To make it possible, hackers got into bank databases, eliminated withdrawal limits on pre-paid debit cards and created access codes. Others loaded that data onto any plastic card with a magnetic stripe - an old hotel key card or an expired credit card worked fine as long as it carried the account data and correct access codes. A network of operatives then fanned out to rapidly withdraw money in multiple cities.
The thieves plundered funds held by the banks that back up prepaid credit cards, not individual or business accounts, Lynch said. The scheme attacked Rakbank in the United Arab Emirates and the Bank of Muscat in Oman, prosecutors said.
The plundered ATMs were in Japan, Russia, Romania, Egypt, Colombia, Britain, Sri Lanka, Canada and several other countries, and law enforcement agencies from more than a dozen nations were involved in the investigation, US prosecutors said.
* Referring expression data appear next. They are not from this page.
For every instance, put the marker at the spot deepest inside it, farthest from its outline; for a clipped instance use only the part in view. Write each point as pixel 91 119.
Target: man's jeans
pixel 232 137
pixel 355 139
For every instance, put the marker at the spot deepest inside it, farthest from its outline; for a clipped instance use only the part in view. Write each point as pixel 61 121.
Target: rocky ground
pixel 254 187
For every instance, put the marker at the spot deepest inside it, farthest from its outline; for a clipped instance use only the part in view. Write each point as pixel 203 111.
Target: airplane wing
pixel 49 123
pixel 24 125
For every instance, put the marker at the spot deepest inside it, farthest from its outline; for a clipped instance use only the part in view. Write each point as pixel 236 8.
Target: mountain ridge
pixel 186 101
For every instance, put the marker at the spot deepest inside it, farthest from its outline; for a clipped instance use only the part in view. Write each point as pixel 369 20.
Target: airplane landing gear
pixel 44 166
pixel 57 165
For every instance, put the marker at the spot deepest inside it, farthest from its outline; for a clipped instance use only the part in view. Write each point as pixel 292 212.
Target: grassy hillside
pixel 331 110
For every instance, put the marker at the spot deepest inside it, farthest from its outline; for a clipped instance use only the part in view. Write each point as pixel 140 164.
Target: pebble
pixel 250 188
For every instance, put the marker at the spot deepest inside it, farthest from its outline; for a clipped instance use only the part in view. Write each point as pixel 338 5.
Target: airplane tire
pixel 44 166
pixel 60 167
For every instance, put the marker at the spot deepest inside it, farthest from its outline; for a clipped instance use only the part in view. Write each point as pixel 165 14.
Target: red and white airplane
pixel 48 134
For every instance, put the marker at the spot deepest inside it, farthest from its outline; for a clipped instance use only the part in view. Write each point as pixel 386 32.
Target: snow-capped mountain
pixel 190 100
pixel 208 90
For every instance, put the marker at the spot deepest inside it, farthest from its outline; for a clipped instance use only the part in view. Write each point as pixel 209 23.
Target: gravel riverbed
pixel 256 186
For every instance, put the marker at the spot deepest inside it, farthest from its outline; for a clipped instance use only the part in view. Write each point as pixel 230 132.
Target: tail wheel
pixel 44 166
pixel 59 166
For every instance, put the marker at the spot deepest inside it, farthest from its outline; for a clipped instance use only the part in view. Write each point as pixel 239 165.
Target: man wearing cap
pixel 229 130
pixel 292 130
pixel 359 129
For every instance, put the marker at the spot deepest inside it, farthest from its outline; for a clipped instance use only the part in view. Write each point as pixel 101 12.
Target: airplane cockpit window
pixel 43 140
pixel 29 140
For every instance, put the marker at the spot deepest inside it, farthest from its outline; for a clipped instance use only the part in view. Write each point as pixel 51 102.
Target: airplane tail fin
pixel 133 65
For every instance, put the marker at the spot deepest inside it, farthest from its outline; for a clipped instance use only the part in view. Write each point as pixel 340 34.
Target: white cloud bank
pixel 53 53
The accused ringleader in the US cell, Alberto Yusi Lajud-Pena, was reportedly killed in the Dominican Republic late last month, prosecutors said. His body was found with a suitcase of US$ 100,000 cash.
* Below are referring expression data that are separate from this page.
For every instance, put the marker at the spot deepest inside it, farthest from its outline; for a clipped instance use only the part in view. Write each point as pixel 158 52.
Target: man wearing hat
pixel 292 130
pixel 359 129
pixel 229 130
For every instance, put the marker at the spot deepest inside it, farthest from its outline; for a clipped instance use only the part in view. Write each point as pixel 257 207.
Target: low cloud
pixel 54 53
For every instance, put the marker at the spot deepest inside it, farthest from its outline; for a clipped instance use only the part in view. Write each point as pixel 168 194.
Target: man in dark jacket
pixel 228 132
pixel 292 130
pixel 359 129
An indictment unsealed on Thursday accused Lajud-Pena and the other seven New York suspects of withdrawing US$ 2.8 million in cash from hacked accounts in less than a day.
Such ATM fraud schemes are not uncommon, but the US$ 45 million stolen in this one was at least double the amount involved in previously known cases, said Avivah Litan, an analyst who covers security issues for Gartner Inc.
Middle Eastern banks and payment processors are “a bit behind” on security and screening technologies that are supposed to prevent this kind of fraud, but it happens around the world, she said.
Some of the fault lies with the ubiquitous magnetic strips. The rest of the world has largely abandoned cards with magnetic strips in favour of ones with built-in chips nearly impossible to copy.
The New York suspects were charged with conspiracy and money laundering. If convicted, they face 10 years in prison.